Derby
Derby
There are derbies that divide nations. In Turkey, Galatasaray versus Fenerbahçe is not just a football match, it is a state of being. It is a place where people don’t simply play football; they suffer, shout, and live every second of it.
Yet, far from those fiery stadiums, there once existed another kind of derby.
It began in 1964 in İzmir, a city on Turkey’s western coast, where the sea is calm and life seems a little lighter. There, among factories and working men, a match was born that may have been more beautiful than every Champions League final put together.
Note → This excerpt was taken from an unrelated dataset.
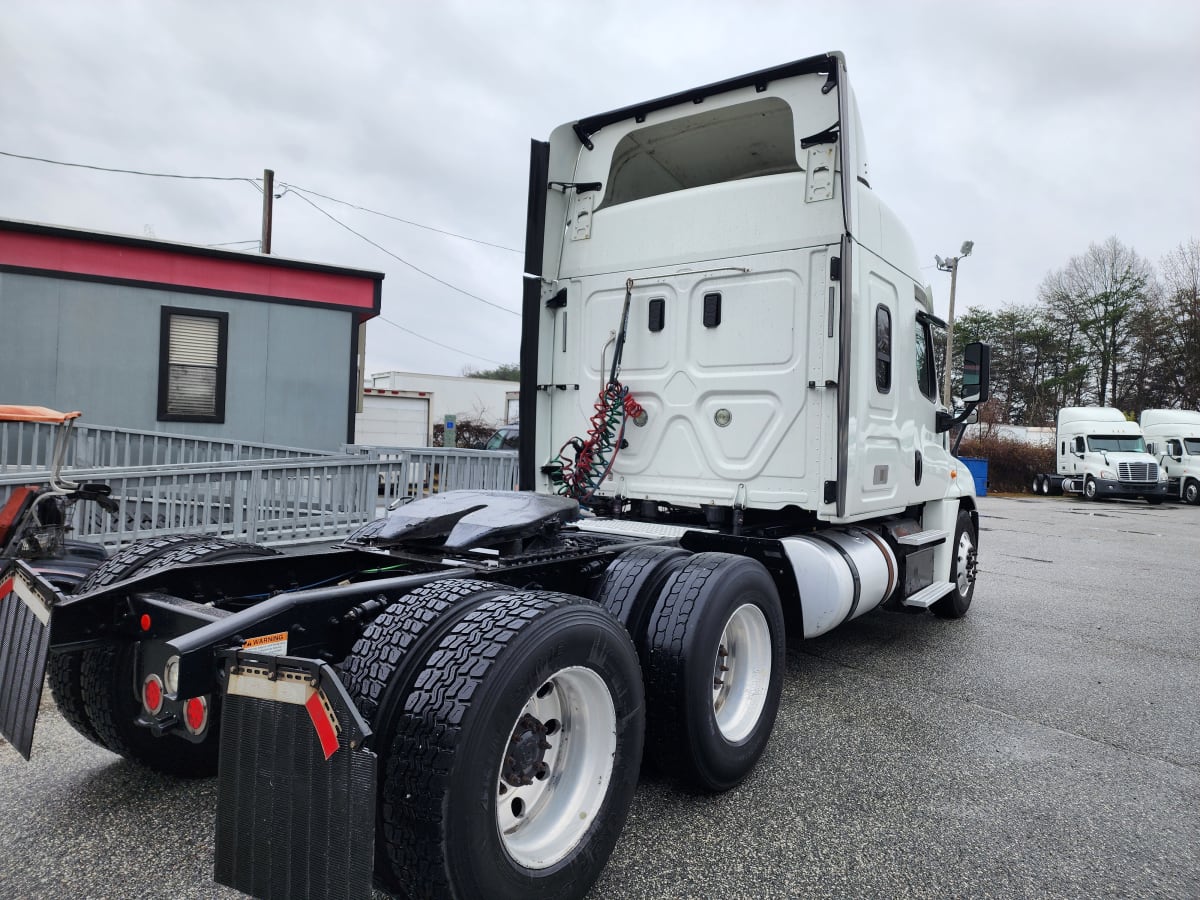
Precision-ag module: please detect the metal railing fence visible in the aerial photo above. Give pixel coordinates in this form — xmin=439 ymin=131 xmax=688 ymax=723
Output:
xmin=0 ymin=421 xmax=334 ymax=475
xmin=0 ymin=446 xmax=517 ymax=550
Rakispor versus Sarapspor.
One team was made up of workers from a raki distillery, the other of men from a winery. Raki, a strong anise-flavoured spirit of over forty percent alcohol, is not something you rush. You sip it slowly, letting conversation grow more honest as the world softens around you.
And that is exactly what they did.
They drank before the match. During the match. And, most likely, after it as well. In fact, turning up sober for kick-off was almost against the rules.
I can picture the scene. A football pitch under the afternoon sun. Men who had already spent hours together around the table. Their conversations continued even as the ball began to roll. Someone set off on a sprint, only to decide halfway that walking wasn’t such a bad idea after all.
Yes, football was played.
But above all, it was enjoyed.
The ball flew in every direction except the right one. Defenders became strikers, goalkeepers forgot they were goalkeepers, and along the touchline people sat at long tables with food and glasses in hand, watching something that had long since stopped being just a match. It had become a celebration.
A yearly tradition shared by the workers from the raki and wine factories.
Eventually, as beautiful things often do, it disappeared. What remained was the story.
And perhaps, a lesson.
Rakispor versus Sarapspor was about coming together. About laughter. About remembering that football is only a game, and that the life surrounding it matters just as much.
During major tournaments we chase perfection. Players who know exactly what they are doing. Coaches who have planned every detail. Statistics that explain every movement.
Yet somewhere deep down, you hope someone forgets.
That he stumbles.
That he laughs.
That, for a brief moment, he no longer knows exactly where he is.
Because in that moment lies something we have lost: the soul of football.
Perhaps that is why this story continues to be passed around, from one table to another, from one generation to the next. It reminds us of a time when winning was not what mattered most. When a misplaced pass was not a disaster, but a reason to laugh. When your opponent was not your enemy, but someone you would raise a glass with after the final whistle.
And when football, if only for a little while, was exactly what it was meant to be.
That soul is not found in control. Nor in perfection.
It lives somewhere back there, in İzmir, in 1964, where the match had already begun long before the referee blew the whistle—and where, in the end, no one really knew who had won.